Anyway, this was just a fun Proof-of-Concept (POC) of what it might look like to embed encryption metadata directly within the encrypted payload itself. I haven't actually done anything like this in production. But, I find it very intriguing.

Want to use code from this post? Check out the license.

Reader Comments


compelling for sure! I've always just embedded the logic in try-retry logic in the code. I first try to decrypt v1, if that fails, I try to decrypt using v2 method. That's as deep as I've gotten so far, so it's not been a huge issue. But I can see the value (and freedom) this approach would offer.



It's funny you mention that because that's exactly how I was doing it during one migration. Basically, I had the old, the new key, and then I had a background task that was running over the table and swapping in the new encrypted value. But, since the background task was going to take a while, the "read" of the value did what you're talking about:

try {
	return( decrypt( value, NEW_KEY ) );
} catch ( any error ) {
	return( decrypt( value, OLD_KEY ) );

But, the thing I was never sure of was, "Does trying to decrypt with the wrong key throw an error?"

When I tried to decrypt with the wrong key, I was always getting an error - having to do with block padding not being right.
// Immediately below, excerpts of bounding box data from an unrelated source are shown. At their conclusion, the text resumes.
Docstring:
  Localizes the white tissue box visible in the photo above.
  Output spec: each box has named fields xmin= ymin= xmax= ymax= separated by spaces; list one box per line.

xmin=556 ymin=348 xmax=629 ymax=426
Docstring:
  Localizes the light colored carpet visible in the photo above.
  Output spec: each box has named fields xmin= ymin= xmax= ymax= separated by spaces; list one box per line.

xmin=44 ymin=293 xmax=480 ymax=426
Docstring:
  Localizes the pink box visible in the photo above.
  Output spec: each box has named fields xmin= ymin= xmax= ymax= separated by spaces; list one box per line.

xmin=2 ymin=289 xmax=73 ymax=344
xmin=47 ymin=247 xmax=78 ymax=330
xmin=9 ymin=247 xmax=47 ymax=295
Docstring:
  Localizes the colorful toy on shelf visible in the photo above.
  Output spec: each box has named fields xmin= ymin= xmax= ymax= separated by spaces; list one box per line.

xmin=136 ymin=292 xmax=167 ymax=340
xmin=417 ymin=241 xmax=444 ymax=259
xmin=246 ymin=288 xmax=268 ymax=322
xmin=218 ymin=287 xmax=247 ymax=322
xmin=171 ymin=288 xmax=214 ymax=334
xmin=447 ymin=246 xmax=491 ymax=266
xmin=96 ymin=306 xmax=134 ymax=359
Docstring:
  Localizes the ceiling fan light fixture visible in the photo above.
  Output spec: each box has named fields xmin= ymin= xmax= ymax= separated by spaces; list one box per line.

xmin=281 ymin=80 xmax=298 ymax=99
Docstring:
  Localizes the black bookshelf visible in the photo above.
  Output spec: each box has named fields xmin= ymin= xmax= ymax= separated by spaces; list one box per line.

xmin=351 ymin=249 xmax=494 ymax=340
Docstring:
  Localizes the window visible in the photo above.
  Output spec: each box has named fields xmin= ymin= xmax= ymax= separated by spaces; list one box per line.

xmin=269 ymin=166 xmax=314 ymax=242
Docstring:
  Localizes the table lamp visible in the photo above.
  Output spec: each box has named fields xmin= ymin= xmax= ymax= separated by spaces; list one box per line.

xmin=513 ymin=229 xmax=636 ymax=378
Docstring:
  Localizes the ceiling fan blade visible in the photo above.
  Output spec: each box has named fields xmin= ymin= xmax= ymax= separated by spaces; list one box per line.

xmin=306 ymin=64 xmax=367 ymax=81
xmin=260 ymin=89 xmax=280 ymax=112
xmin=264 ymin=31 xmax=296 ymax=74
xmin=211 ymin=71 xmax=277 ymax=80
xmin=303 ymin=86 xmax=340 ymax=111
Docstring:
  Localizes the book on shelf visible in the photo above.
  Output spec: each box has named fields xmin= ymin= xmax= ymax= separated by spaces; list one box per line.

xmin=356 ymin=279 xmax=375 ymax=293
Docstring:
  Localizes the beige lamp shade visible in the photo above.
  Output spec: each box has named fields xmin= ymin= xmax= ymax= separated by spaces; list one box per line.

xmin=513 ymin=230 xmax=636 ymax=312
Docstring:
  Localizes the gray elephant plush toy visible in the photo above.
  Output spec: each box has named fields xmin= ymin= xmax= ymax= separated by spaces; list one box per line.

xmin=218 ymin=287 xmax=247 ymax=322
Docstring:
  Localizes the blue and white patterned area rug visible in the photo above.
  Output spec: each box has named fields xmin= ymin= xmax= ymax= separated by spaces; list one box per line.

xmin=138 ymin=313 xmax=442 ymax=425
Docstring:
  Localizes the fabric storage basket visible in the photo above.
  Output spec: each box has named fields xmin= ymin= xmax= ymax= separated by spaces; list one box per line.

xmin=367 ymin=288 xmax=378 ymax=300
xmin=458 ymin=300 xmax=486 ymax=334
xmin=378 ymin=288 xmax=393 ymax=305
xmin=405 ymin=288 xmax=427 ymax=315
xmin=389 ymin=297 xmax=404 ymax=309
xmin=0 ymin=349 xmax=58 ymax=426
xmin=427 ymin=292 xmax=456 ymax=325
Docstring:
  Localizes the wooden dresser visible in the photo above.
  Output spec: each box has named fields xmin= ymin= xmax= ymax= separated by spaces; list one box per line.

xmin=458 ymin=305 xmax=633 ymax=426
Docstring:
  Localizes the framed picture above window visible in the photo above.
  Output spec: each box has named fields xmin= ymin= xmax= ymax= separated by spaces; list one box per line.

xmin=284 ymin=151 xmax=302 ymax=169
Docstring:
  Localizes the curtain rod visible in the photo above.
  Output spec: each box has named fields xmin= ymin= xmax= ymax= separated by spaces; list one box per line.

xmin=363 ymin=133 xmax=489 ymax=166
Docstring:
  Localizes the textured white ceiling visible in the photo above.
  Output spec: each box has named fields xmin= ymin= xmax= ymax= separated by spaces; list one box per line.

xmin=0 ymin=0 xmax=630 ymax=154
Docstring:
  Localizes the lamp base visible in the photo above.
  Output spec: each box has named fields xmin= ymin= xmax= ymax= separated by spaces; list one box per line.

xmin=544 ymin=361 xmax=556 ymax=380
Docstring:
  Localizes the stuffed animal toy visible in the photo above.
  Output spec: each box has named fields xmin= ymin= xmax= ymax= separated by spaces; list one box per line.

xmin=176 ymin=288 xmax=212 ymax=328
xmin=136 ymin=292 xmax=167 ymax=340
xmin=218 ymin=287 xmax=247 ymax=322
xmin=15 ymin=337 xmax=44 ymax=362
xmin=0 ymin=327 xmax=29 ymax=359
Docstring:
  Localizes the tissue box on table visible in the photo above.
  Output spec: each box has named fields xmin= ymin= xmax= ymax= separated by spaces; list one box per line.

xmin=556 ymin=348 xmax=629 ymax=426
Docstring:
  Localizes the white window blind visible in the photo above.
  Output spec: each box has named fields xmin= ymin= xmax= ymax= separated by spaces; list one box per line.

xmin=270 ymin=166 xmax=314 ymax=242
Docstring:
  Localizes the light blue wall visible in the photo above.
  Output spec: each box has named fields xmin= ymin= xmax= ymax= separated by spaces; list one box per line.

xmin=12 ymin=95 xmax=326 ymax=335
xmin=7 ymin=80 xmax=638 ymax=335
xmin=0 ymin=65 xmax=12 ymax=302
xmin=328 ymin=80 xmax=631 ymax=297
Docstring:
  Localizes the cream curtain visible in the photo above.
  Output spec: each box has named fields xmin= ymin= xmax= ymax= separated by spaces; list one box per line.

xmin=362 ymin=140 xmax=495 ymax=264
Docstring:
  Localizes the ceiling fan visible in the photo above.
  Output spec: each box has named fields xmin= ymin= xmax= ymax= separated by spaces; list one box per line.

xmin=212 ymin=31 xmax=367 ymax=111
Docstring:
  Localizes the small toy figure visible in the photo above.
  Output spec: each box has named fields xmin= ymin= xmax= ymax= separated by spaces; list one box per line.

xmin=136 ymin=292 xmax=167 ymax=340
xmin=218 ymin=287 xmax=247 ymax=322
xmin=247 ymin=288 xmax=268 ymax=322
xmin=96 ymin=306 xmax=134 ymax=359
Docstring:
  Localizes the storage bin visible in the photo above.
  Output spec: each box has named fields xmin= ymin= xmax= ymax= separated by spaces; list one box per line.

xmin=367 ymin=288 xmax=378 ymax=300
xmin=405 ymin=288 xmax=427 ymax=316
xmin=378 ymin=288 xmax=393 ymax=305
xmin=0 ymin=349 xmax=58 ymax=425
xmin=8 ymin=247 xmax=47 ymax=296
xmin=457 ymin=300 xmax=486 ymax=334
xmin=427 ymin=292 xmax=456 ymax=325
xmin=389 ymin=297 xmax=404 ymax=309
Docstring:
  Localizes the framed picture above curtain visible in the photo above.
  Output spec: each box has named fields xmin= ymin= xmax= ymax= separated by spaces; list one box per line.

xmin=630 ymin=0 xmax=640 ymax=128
But, after hours of Googling (it felt like - not an easy answer to find), articles seemed to indicate that throwing an error was only coincidental and not guaranteed. That, it would be reasonable for the decryption to just return "garbage" if you use the wrong key.

One article even said that the only reason there was an error was because the decryption algorithm did "block validation". And that if you used an algorithm that didn't do any block validation, no error would be thrown.
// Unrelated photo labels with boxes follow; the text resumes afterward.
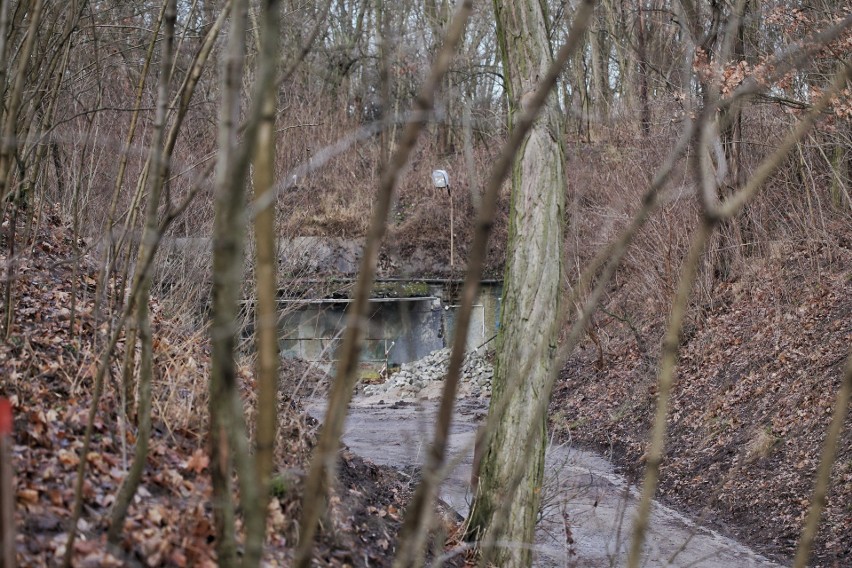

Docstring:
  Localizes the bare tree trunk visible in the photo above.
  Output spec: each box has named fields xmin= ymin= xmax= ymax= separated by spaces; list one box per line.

xmin=107 ymin=0 xmax=177 ymax=545
xmin=247 ymin=2 xmax=280 ymax=563
xmin=470 ymin=0 xmax=565 ymax=566
xmin=209 ymin=0 xmax=247 ymax=566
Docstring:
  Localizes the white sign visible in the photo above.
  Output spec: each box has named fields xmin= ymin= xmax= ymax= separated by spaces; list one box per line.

xmin=432 ymin=170 xmax=450 ymax=188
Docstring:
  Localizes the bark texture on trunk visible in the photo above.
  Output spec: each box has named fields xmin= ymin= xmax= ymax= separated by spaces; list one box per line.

xmin=470 ymin=0 xmax=565 ymax=567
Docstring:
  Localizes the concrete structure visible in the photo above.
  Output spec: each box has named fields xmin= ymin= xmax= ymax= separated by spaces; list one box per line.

xmin=281 ymin=280 xmax=502 ymax=368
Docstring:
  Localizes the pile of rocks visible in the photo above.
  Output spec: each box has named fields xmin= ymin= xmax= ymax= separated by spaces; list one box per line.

xmin=362 ymin=348 xmax=494 ymax=400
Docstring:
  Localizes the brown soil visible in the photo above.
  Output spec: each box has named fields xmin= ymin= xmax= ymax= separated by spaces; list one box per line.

xmin=551 ymin=246 xmax=852 ymax=567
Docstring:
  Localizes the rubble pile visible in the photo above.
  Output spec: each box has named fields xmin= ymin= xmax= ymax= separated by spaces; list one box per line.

xmin=362 ymin=348 xmax=494 ymax=400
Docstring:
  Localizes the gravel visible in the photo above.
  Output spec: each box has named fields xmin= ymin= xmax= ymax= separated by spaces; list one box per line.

I'm just trying to remember what I read - and this was months ago so I am sure I am not getting the terminology correct. Honestly, I should have just asked one of the people on the Security team here .... but you know how it goes, always fast fast fast, no time to think sometimes.

Anyway, long-story-short, I think "throwing an error" is not always guaranteed - depends on what type of algorithm you have. This is why I like the explicit version being included.
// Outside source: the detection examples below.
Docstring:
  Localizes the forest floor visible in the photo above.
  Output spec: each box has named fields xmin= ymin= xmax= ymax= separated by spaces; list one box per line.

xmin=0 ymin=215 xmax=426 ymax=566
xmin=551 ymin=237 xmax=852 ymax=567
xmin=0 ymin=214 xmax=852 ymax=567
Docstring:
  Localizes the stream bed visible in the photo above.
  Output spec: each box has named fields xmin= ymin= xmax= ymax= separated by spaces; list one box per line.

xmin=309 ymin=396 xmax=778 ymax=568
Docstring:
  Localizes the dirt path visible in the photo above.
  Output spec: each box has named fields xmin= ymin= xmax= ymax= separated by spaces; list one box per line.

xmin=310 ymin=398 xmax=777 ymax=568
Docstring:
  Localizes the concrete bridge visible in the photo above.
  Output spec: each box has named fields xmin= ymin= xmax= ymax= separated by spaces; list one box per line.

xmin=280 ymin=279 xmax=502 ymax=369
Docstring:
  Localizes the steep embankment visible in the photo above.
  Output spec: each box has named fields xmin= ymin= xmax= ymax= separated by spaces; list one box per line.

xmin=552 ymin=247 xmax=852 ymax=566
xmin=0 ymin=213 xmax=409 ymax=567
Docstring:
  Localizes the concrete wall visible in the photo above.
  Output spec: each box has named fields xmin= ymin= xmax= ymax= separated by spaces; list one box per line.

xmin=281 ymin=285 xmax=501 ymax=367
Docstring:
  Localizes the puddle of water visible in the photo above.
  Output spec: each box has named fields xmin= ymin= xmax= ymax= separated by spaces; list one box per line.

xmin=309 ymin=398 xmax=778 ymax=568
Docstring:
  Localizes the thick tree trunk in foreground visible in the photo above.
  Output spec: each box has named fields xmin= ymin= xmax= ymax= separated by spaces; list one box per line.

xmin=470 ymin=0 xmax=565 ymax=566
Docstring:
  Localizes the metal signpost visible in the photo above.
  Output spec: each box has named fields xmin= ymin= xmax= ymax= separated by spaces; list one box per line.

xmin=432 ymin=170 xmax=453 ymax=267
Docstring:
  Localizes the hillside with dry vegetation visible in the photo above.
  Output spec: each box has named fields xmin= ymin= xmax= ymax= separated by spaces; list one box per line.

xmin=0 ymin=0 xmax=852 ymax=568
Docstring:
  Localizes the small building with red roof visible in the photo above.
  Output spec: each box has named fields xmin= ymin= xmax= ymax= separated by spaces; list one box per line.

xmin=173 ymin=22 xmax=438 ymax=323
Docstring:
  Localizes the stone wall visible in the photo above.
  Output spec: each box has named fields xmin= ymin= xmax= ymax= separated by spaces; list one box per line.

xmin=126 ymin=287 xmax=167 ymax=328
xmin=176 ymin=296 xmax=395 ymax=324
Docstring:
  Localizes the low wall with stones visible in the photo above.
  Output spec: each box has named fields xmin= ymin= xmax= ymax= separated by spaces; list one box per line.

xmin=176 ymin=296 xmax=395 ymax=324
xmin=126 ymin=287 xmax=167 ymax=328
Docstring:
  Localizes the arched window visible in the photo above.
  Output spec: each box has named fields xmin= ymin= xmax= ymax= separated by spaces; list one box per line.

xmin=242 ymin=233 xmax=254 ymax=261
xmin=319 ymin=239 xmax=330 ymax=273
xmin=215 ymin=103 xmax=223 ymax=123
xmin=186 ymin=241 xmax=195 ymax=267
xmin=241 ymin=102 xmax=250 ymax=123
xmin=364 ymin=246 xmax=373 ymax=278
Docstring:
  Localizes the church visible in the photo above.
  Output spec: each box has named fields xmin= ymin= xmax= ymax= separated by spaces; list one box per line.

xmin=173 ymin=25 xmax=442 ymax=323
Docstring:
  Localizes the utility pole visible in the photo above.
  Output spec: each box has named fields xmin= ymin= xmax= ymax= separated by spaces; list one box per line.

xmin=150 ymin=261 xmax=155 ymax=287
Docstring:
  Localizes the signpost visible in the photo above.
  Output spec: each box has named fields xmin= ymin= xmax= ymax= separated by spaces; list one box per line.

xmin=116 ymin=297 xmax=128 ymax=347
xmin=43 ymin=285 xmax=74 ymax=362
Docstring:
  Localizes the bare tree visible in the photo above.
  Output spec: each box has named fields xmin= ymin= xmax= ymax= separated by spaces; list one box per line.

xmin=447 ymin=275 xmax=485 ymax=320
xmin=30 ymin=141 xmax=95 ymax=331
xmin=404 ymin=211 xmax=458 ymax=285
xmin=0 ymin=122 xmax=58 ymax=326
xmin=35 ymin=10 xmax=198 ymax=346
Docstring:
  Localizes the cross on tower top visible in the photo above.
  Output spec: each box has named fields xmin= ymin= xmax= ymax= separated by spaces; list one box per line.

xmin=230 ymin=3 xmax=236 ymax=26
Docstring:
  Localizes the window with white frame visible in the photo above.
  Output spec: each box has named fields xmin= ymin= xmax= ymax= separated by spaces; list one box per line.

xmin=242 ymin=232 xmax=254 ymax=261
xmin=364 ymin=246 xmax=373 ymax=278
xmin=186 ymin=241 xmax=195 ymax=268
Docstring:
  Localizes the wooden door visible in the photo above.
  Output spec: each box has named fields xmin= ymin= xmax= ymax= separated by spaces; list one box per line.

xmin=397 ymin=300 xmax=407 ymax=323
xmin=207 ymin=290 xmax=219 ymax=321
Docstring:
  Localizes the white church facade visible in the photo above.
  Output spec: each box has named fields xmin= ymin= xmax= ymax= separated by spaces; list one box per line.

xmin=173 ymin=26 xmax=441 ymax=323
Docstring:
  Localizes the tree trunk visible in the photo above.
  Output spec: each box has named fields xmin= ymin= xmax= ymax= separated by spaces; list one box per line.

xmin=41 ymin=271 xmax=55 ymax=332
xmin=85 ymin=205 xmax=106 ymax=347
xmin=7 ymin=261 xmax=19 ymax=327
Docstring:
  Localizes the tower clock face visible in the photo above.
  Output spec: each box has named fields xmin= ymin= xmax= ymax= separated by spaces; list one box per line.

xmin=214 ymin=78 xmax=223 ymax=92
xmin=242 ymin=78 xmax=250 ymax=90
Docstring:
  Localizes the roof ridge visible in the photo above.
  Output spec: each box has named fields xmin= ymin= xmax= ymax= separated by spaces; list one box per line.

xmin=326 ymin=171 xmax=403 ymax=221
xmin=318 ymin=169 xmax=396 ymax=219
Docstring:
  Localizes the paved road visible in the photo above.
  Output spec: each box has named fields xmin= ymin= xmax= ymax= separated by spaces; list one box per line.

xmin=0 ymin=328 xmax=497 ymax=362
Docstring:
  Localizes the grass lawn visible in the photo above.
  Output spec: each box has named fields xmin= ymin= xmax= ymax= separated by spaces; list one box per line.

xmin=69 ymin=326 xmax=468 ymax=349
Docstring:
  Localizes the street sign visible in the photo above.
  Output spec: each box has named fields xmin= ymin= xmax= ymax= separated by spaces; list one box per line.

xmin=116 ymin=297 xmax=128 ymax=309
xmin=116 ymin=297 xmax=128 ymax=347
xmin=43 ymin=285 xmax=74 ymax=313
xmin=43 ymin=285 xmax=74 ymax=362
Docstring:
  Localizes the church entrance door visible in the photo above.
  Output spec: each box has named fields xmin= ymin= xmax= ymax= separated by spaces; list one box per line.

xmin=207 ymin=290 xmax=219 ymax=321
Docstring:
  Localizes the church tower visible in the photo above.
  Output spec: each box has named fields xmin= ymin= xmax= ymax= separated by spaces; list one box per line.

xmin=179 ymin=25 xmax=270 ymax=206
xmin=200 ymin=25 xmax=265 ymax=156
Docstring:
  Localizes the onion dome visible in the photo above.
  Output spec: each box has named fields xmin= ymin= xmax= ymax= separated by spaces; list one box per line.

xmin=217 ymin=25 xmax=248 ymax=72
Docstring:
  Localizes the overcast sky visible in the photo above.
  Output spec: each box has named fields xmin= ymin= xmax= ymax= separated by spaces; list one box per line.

But, huge caveat, I am not a security expert 😨


Here's one of the articles that I read when I was Googling:

From Is it possible to incorrectly decrypt using the wrong key?

There is NO CRC checking built into standard encryption algoritms.

If you get the decryption key (or other parameters) wrong the only thing that may trigger an error is the padding. If you happen to use no padding then there will be no error for an incorrect key. If you do use padding (default is PKCS7) I suspect there's still a chance to get no errors for a wrong key. The padding can be as small as a byte so in the end we're talking about the chance of an incorrect key producing a byte that happens to be correct. This change should be small but likely not 0.

I don't even know if this ^^ context applies to me. But, the problem is that I also don't know enough to know if it doesn't apply to me :D


That's interesting. I actually didn't go the try/catch route at all. I'm basically decrypting a hashed password, so I would first try to decrypt using the OLD hash/salt method. Then, if that failed to match, I would try the NEW hash/salt. If that also failed, only then would I fail the auth attempt.



Ahhh, gotcha. Sorry, I totally misunderstood what you were saying. I didn't realize you had a user input to compare to the decrypted value. In my case, I need to decrypt the value in order to show it to the user. As such, I didn't have anything to compare it to (to validate correctness).